Alain Freudiger
Né en 1977 à Lausanne, Alain Freudiger est écrivain et critique de cinéma. Rédacteur et membre du comité de la revue cinéphile Décadrages, Alain Freudiger écrit également dans la revue de critique sociale La Distinction. Il est en outre archiviste à la Radio suisse romande. En 2008, Alain Freudiger a reçu la Bourse d’écriture littéraire de Pro Helvetia.
livre(s) sélectionné(s)
Arpenté
paru aux éd. La Baconnière
Tout est dans le mot du titre. « Arpenter », c’est « mesurer la superficie d’un terrain », « parcourir à grands pas un lieu délimité ». Dans ce cas, le terrain « arpenté » est celui de l’enfance du Je (Alain), vécue dans les années 1980 dans le Pays de Vaud, notamment dans un espace s’étendant entre Oppens, Pailly, Orzens, Essertines, Vuarrens et Yverdon. « Ce territoire, en quelque sorte, mon enfance a consisté à en prendre la mesure », et, parallèlement, dit le narrateur, « m’y mesurer — me former à ses formes. »
Dès les premières lignes du texte, nous (il y a bien un « nous ») nous plongeons dans cet espace-temps que le Je reconstruit par un habile travail d’exploration de la mémoire, qui n’est pas sans rappeler, certes, celui de Colette (comme indiqué dans le rabat du livre), mais aussi celui proustien et sa géographie. Dans ce contexte, il est difficile de ne pas y penser lorsque le narrateur avoue qu’à la naissance de sa sœur Magali, il n’arrive pas à se rappeler son nom et l’appelle Madeleine : « Parce que j’aime ce prénom, est-ce à cause de Marie-Madeleine, plus sûrement à cause de la pâtisserie dont je raffole. »

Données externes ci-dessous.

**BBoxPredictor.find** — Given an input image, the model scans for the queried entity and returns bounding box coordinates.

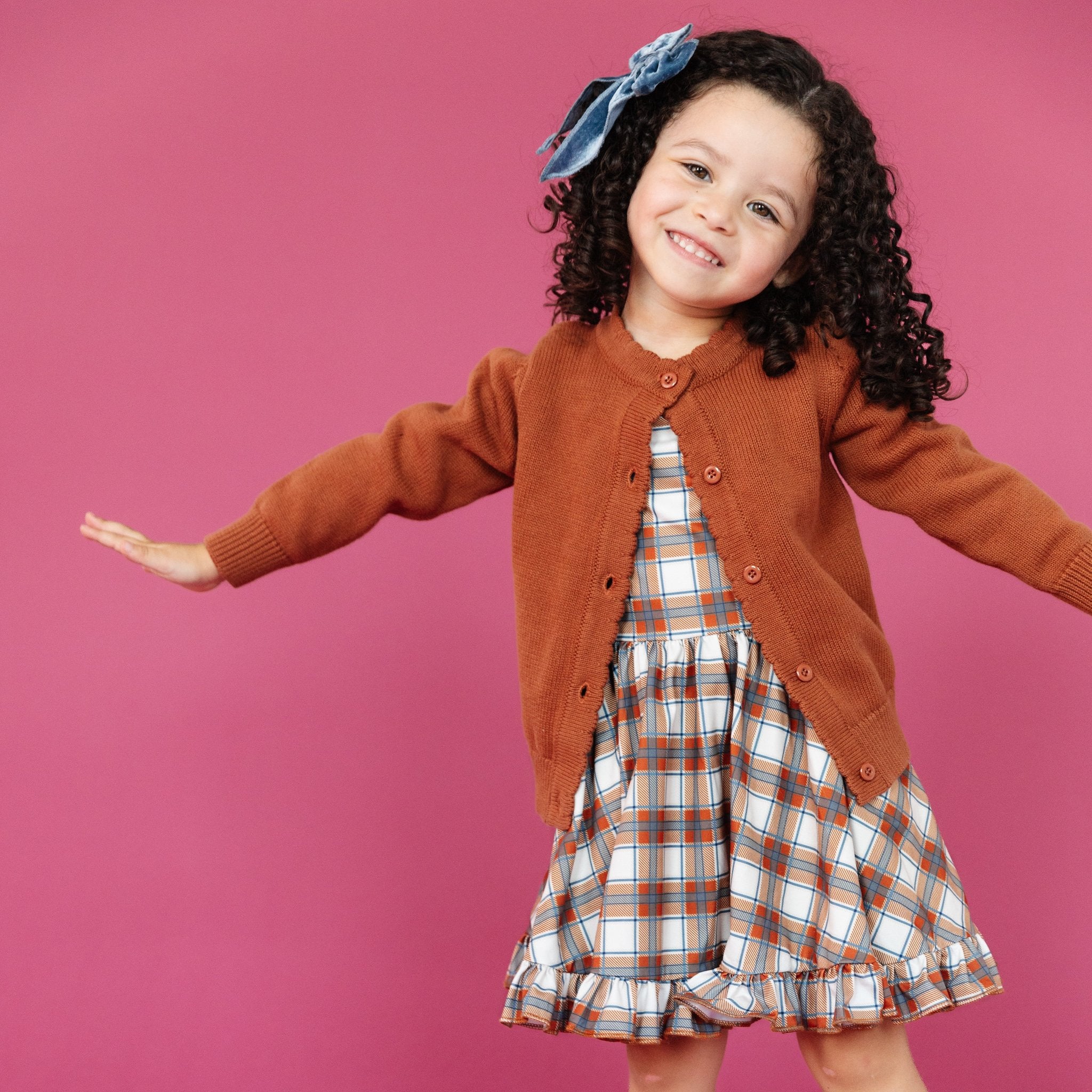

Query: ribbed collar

Par un récit très sensuel, qui s’ouvre sur l’un des lieux emblématiques de l’enfance — la cour de l’école — et s’achève sur la perspective d’un déménagement imminent, nous suivons le vécu d’un « personnage » âgé de trois à sept ans. Celui-ci découvre et apprend à se penser lui-même, à penser autrui, ainsi que son monde, son corps et leurs limites. Il en va de même pour la langue, avec ses sonorités et sa substance signifiante, sa puissance et sa charge encore magique (« les lutins sont là et je les vois, à partir du moment où on en parle »), mais aussi ses interdits, ses bornes, et donc son « dé-hors », selon la prononciation de la mère américaine d’un ami du narrateur.
Alain Freudiger nous offre ainsi un livre des « premières expériences », qui forment le substrat d’une existence. De la texture sensorielle du monde à celle de l’infini, des bois à la ville, de la nature à l’industrie, de l’agilité du corps à ses faiblesses, de la fraternité à la perversité des autres, des limites à leur transgression : autant d’expériences personnelles dont l’essence touche à l’universel. Sous la plume de Freudiger, elles prennent forme dans un double présent — celui de l’enfance et celui du récit — et à travers une langue qui assume à la fois le regard émerveillé de l’enfant et celui, rétrospectif, de l’adulte qui se remémore et partage ses souvenirs avec le lecteur. Il revient alors à ce dernier d’arpenter à son tour ce livre dans toute sa beauté.
Martina Della Casa
les inédits
Quand j'étais boueux
C’était l’automne, il faisait pluie, ça n’arrêtait pas depuis plusieurs semaines, moi j’étais là aussi avec les autres, seulement moi j’étais tout miquelet. Du haut de mes dix-sept ans, j’essayais aussi de pelleter, de creuser pour ériger la digue, comme les autres, mais j’allais moins vite, j’étais moins fort. Et très vite en à peine deux heures, j’avais des cloques aux mains, ça faisait mal, j’avais pas l’habitude de peller, mais fallait continuer. Le vieux gnôlard il disait que ça me faisait du bien, que j’avais des mains d’intellectuel, des mains de pédale, qu’il fallait que je sache enfin ce que c’était de bosser, qu’il arrêterait de m’emmerder seulement quand j’aurais le cal comme lui aux mains. Le vieux gnôlard il me balançait des boules de boue dessus, régulièrement, pour emmerder.